The draft report from the Commission calls for the Australian government to tell consumers that getting around geoblocking technology, often used to access overseas streaming services like Netflix’s U.S. library, isn’t illegal.
Whether it’s against the law to get around geoblocking in Australia at the moment is somewhat of a grey area, despite the fact it’s reported to be widely used.
Many consumers circumvent geoblocking to access overseas libraries of music or movies that are bigger than what’s available in Australia. In January, Australia’s Netflix library stood at 2092, while the U.S. library was more than double at 5760.
“The use of geoblocking technology is pervasive, and frequently results in Australian consumers being offered a lower level of digital service (such as a more limited music or TV streaming catalogue) at a higher price than in overseas markets,” the report said.
It said studies show that Australian consumers routinely pay more for software, music, games, and e-books than overseas, in part due to geoblocking.
“The Australian Government should make clear that it is not an infringement of Australia’s copyright system for consumers to circumvent geoblocking technology and should seek to avoid international obligations that would preclude such practices.”
The Productivity Commission is also calling for changes to Australia’s copyright laws, arguing that those currently in place are excessive.
Currently, authors of intellectual property in Australia are afforded protection for their work for their life span, plus another 70 years.
“Australia’s copyright arrangements are weighed too heavily in favour of copyright owners, to the detriment of the long-term interests of both consumers and intermediate users,” the report said.
The report argues current copyright laws are detrimental because they result in works being inaccessible to libraries and consumers long after an author’s death when the author may no longer have a financial interest in their work.
“The evidence (and indeed logic) suggests that the duration of copyright protection is far more than is needed.
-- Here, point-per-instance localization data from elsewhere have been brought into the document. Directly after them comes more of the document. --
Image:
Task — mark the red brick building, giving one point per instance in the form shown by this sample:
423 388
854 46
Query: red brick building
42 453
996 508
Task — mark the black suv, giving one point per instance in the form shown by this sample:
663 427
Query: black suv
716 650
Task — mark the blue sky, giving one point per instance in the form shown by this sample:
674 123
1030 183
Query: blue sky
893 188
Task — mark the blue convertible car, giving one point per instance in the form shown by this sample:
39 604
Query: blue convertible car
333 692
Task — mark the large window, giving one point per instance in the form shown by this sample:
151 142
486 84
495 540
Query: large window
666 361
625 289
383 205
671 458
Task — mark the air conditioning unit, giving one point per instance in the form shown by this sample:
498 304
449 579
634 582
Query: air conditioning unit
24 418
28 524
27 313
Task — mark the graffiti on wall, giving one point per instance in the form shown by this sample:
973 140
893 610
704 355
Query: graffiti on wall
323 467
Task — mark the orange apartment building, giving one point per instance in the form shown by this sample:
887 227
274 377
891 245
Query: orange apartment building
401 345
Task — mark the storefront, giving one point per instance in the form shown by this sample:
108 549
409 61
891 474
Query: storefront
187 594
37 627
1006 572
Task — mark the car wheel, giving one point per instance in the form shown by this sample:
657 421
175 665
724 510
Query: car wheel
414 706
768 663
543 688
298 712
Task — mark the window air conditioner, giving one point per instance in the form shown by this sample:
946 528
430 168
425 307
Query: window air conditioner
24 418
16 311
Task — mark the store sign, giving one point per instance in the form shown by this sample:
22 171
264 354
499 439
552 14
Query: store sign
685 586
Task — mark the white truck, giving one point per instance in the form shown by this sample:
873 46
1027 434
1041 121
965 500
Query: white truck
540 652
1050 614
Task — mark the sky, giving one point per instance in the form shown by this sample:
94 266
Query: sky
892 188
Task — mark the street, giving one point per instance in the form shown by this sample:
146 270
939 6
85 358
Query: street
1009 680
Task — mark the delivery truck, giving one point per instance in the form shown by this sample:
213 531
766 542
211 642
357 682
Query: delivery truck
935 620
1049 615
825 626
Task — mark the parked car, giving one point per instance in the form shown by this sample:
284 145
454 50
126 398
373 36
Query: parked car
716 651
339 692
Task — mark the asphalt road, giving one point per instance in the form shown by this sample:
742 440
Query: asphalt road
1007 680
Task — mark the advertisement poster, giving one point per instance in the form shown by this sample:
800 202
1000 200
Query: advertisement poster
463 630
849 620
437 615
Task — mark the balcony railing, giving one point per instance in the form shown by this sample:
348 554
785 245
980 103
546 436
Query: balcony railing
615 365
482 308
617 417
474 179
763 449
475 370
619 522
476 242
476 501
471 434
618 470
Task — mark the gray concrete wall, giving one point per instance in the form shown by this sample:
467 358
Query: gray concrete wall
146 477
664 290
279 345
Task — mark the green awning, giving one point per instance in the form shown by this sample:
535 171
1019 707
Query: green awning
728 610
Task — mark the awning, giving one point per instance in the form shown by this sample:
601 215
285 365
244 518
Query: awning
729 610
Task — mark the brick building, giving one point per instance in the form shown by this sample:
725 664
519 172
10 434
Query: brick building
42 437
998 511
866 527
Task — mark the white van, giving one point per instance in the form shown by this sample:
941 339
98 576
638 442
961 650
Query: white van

Few, if any, creators are motivated by the promise of financial returns long after death, particularly when the commercial life of most works is less than 5 years.”
The report said a number of studies showed a copyright period of about 25 years provided a good balance between the rights of the author and the cost to consumers.
The not-for-profit Copyright Agency, which licences text and images for writers, publishers, and artists, said such changes to Australia's copyright laws would damage the creative industries.
“A US-style ‘fair use’ arrangement to copyright are out of context in the Australian system and would be a wrecking ball to Australian writers, creators, publishers and the local creative industries,” said Copyright Agency chief executive Adam Suckling.
“Australian consumers, educators and students should be rightly concerned that home-grown stories, local content and Australian educational works would be seriously curtailed by such an irresponsible policy.”